Adaptive Substring Extraction and Modified Local NBNN Scoring for Binary Feature-based Local Mobile Visual Search without False Positives
Yusuke Uchida, Shigeyuki Sakazawa, Shin'ichi Satoh

TL;DR
This paper introduces an adaptive substring extraction and a modified local NBNN scoring method for binary feature-based mobile visual search, significantly improving accuracy and eliminating false positives.
Contribution
It presents a novel adaptive substring extraction, a modified scoring method considering feature density, and a convexity check to prevent false positives in mobile visual search.
Findings
Improves retrieval accuracy by 11% over conventional methods.
Eliminates false positives with the convexity check.

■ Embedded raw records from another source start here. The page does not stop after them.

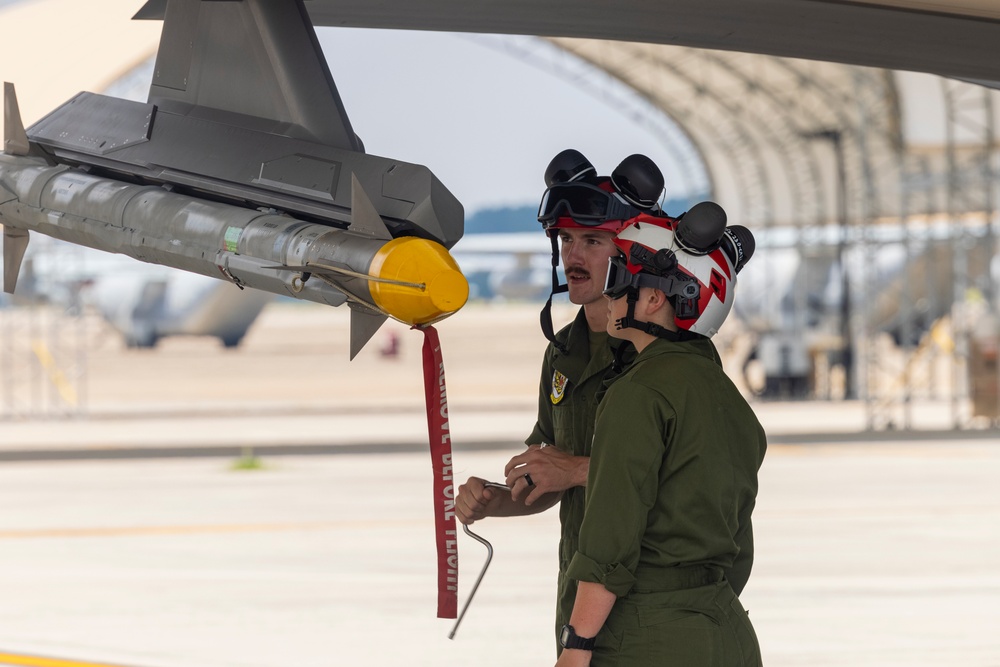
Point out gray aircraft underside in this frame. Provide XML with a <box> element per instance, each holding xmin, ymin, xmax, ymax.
<box><xmin>0</xmin><ymin>0</ymin><xmax>1000</xmax><ymax>356</ymax></box>
<box><xmin>0</xmin><ymin>0</ymin><xmax>467</xmax><ymax>357</ymax></box>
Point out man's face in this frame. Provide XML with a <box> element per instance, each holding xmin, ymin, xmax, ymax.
<box><xmin>557</xmin><ymin>229</ymin><xmax>618</xmax><ymax>306</ymax></box>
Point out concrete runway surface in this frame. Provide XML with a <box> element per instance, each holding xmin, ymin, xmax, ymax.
<box><xmin>0</xmin><ymin>442</ymin><xmax>1000</xmax><ymax>667</ymax></box>
<box><xmin>0</xmin><ymin>306</ymin><xmax>1000</xmax><ymax>667</ymax></box>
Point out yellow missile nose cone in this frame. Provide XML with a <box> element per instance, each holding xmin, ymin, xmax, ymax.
<box><xmin>368</xmin><ymin>236</ymin><xmax>469</xmax><ymax>324</ymax></box>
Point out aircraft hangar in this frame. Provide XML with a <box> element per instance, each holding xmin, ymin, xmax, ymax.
<box><xmin>0</xmin><ymin>0</ymin><xmax>1000</xmax><ymax>426</ymax></box>
<box><xmin>528</xmin><ymin>38</ymin><xmax>1000</xmax><ymax>427</ymax></box>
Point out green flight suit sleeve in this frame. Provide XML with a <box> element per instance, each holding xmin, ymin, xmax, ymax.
<box><xmin>567</xmin><ymin>378</ymin><xmax>675</xmax><ymax>597</ymax></box>
<box><xmin>524</xmin><ymin>345</ymin><xmax>555</xmax><ymax>445</ymax></box>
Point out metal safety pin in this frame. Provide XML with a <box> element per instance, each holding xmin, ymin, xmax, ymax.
<box><xmin>448</xmin><ymin>482</ymin><xmax>510</xmax><ymax>639</ymax></box>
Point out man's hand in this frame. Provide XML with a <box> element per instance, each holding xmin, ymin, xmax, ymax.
<box><xmin>455</xmin><ymin>477</ymin><xmax>506</xmax><ymax>524</ymax></box>
<box><xmin>504</xmin><ymin>445</ymin><xmax>590</xmax><ymax>505</ymax></box>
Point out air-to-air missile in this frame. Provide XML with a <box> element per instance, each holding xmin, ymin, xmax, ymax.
<box><xmin>0</xmin><ymin>0</ymin><xmax>468</xmax><ymax>358</ymax></box>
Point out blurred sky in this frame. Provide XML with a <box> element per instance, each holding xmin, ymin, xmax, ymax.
<box><xmin>317</xmin><ymin>28</ymin><xmax>688</xmax><ymax>214</ymax></box>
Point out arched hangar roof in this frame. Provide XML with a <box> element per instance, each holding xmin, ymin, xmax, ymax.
<box><xmin>550</xmin><ymin>38</ymin><xmax>1000</xmax><ymax>234</ymax></box>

Enhances binary feature matching efficiency.
Abstract
In this paper, we propose a stand-alone mobile visual search system based on binary features and the bag-of-visual words framework. The contribution of this study is three-fold: (1) We propose an adaptive substring extraction method that adaptively extracts informative bits from the original binary vector and stores them in the inverted index. These substrings are used to refine visual word-based matching. (2) A modified local NBNN scoring method is proposed in the context of image retrieval, which considers the density of binary features in scoring each feature matching. (3) In order to suppress false positives, we introduce a convexity check step that imposes a convexity constraint on the configuration of a transformed reference image. The proposed system improves retrieval accuracy by 11% compared with a conventional method without increasing the database size. Furthermore, our…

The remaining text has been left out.